“How long did you watch for?” she finally asked.
“I couldn’t even tell you. Maybe hours. I didn’t know what to do.” Judy made eye contact with Ana once more. “I hid in an alleyway and just stared up. Finally, I worked up the courage to walk home. When I got there the apartment was empty. The lights were all off, and no one had even bothered to lock the door. I remember it was dusk, and there was still just enough light coming in through the gate over our fire escape window in the kitchen that I could at least see where I was going. I waited for them that night because I thought that maybe they were coming back. My dad, at least, would come back for me. I ended up waiting in that apartment for weeks. I thought that they would know I was there. I didn’t dare turn on any lights, or even look out the windows, because I was afraid someone would come and take me away. I don’t know why I thought that, but it seemed like a real threat at the time. Anyway, first I ate all the leftovers in the fridge. Cold. Then I moved on to the snacks and canned goods. Everything cold. My stomach was always upset.”
“When did you leave?”
“No one ever came for me. I ran out of food, and I knew I’d have to leave if I wanted to live.”
“And you did want to live?” Ana prompted.
“It never occurred to me that I shouldn’t.”
There was a moment of silence while both girls mulled that over. Ana decided it was a subject best left alone for now.

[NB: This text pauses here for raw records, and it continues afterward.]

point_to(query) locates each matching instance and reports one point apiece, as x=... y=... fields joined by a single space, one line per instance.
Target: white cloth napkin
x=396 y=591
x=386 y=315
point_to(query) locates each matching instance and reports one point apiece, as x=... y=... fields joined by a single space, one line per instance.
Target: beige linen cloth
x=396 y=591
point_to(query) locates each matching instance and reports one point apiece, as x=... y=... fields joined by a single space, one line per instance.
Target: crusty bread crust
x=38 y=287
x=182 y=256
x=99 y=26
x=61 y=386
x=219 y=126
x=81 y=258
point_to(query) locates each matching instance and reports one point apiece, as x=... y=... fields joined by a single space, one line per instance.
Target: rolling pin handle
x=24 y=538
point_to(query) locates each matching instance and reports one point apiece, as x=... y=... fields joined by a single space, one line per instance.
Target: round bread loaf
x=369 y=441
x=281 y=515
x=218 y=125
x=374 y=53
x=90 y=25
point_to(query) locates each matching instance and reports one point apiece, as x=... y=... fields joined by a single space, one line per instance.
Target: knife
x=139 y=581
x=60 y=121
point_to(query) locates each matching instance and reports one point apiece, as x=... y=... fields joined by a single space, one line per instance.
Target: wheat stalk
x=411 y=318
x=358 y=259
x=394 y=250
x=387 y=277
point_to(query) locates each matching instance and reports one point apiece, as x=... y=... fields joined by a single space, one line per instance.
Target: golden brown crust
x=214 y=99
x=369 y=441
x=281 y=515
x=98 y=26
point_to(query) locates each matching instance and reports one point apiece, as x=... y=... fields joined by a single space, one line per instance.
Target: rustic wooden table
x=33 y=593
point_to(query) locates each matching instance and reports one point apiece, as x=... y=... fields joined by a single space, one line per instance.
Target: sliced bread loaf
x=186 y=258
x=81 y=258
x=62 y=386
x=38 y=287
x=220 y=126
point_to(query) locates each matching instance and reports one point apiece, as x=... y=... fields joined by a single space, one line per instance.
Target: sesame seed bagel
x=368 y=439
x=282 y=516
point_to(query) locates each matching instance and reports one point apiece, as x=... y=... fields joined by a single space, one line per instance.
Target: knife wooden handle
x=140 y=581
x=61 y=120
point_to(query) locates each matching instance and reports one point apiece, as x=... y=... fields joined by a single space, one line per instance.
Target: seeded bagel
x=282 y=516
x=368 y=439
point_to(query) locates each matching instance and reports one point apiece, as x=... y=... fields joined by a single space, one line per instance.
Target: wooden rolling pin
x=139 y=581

“You know why they never came back, don’t you?” Ana asked instead.
“Yeah,” Judy said, but then shook her head. “I mean, no. I never actually looked for their names on the lists of the deceased. Sometimes I want to, but I can’t tell which scenario I prefer: my parents leaving me to die, or dying themselves.”
“I don’t think it’s a question of preference. Don’t you want to know the truth?”
“Does it matter? I don’t think it does. I don’t need to know, definitively, one way or the other. The outcome is the same. My parents are gone, and the world is different now.”
Ana gripped Lily a little tighter in her arms, afraid she might say something she wouldn’t be able to take back. Judy, meanwhile, was playing with a loose thread in her sweater, twisting the string around her pinky finger over and over again.
“Do you know how I found this place?” Judy said, as if she were a little bit proud of this bit.
Ana shook her head.
“I left the apartment and went to the nearest subway. I spent a little bit of time on the platform, deciding what to do. There were no trains coming, which I figured would be the case. I needed to make sure, though, so I waited and waited. When I was absolutely positive, I sat down on the edge of the platform, with my feet dangling over the tracks. There was a buildup of really smelly, weeks-old garbage. It took everything in me to do it, but I jumped down onto the tracks. I picked a direction and just walked. I think I was trying to just get off the island, but honestly, who knows what I was thinking at the time. It was dark, and there were rats everywhere, but I was alone apart from them. The garbage-rainwater mixture soaked through my shoes and socks as I walked. I could feel it between my toes, and it smelled so bad. I just started to cry.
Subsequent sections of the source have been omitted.